Issue: December 25, 2016

SAN DIEGO — Oral vancomycin, a standard antibiotic, effectively prevented Clostridium difficile infection in patients undergoing allogeneic hematopoietic stem cell transplantation, according to study results presented at the ASH Annual Meeting and Exposition.

“This is the first study to evaluate this preventative strategy in stem cell transplant recipients and the results are encouraging,” Alex Ganetsky, PharmD, clinical pharmacist in the Blood and Marrow Transplantation Program at Abramson Cancer Center of University of Pennsylvania said, said in a press release. “This may become the standard of care at Penn among patients receiving allogeneic stem cell transplants.”

Alex Ganetsky

Oral vancomycin has been used to treat C. difficile infection, a toxin-mediated diarrheal disease that occurs in up to 30% of all allogeneic HSCT recipients. C. difficile can lead to severe inflammation of the bowel and other medical complications that increase hospital stays and treatment costs. Study data have reported the average cost to treat a patient with C. difficile ranges from $8,911 to $30,049, according to the press release.

Ganetsky and colleagues evaluated data from 128 adults undergoing allogeneic HSCT at University of Pennsylvania between April 2015 and July 2016. Of those, 73 patients (median age, 58 years) received 125 mg twice daily oral vancomycin from the day of inpatient admission through discharge. The other 55 patients (median age, 59 years) did not receive oral vancomycin. Incidence of C. difficile from inpatient admission to discharge served as the study’s primary endpoint.

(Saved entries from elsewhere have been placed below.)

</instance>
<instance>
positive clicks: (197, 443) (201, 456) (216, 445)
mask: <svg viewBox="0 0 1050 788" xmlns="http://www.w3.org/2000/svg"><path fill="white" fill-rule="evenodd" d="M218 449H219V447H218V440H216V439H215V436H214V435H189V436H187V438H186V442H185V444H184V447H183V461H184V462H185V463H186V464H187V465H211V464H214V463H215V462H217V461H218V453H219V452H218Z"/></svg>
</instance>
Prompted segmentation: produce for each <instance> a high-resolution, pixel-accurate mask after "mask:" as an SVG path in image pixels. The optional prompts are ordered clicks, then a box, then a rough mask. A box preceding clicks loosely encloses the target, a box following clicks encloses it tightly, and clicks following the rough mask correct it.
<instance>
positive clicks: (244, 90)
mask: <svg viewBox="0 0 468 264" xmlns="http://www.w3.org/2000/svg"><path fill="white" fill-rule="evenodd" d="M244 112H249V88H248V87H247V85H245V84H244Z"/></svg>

None of the patients who received oral vancomycin daily developed C. difficile during their hospital stay. Eleven (20%) of the patients who did not receive oral vancomycin developed C. difficile during their hospital stay. The median time to C. difficile diagnosis was 8 days (interquartile range, 6-12).

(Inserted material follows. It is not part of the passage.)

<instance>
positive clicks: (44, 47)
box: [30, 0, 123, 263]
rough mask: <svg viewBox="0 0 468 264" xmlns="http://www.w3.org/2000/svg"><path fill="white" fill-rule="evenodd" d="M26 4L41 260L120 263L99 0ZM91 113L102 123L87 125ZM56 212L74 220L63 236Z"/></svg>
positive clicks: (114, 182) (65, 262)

Mean length of stay was 36 days in the prophylaxis arm and 33 days in the control arm.

Cumulative incidence of acute grade 2 through 4 graft-versus-hosts disease (GVHD; HR = 1.66; 95% CI, 0.88-3.14) and acute gastrointestinal grade 2 through grade 4 GVHD (HR = 1.72; 95% CI, 0.8-3.71) did not significantly differ between the arms.

Incidence of relapse (22% vs. 31%) and the proportion of patients alive at last follow-up (81% vs. 62%) was also comparable between the arms.

David Porter

“This was a retrospective analysis, so we need to follow-up with randomized trials that specifically look at length of stay,” study researcher David Porter, MD, director of Blood and Marrow Transplantation and Jodi Fisher Horowitz professor in leukemia care excellence at Abramson Cancer Center, said in the release. “Finding such a drop-off in C. difficile is enough to push us to continue this line of study.”
no cases of vancomycin-resistant enterococcus bloodstream infections in any of the patients who received vancomycin.

Because C. difficile and its treatment may alter the gut microbiome, longer follow-up will determine if there is any impact on other outcomes, researchers said.

The practice of using oral vancomycin as an infection preventative could expand patients with acute leukemia undergoing other types of treatments, but there remains a potential for antibiotic resistance, Ganetsky said in the release.

“What we want to do is maximize the appropriate use of antibiotics,” Porter said. “With our control group showing a 20% infection rate, that means we’re giving the antibiotics to a lot of other people who would not have otherwise developed C. difficile, but given the risks associated with the condition for these patients, our results demonstrate a potential path to protecting more of them during a very vulnerable period of their recovery.” – by Chuck Gormley

Disclosures: Porter reports employment with Genentech, as well as patents and royalties from Novartis. Ganetsky reports no relevant financial disclosures. Please see the abstract for a list of all other researchers’ relevant financial disclosures.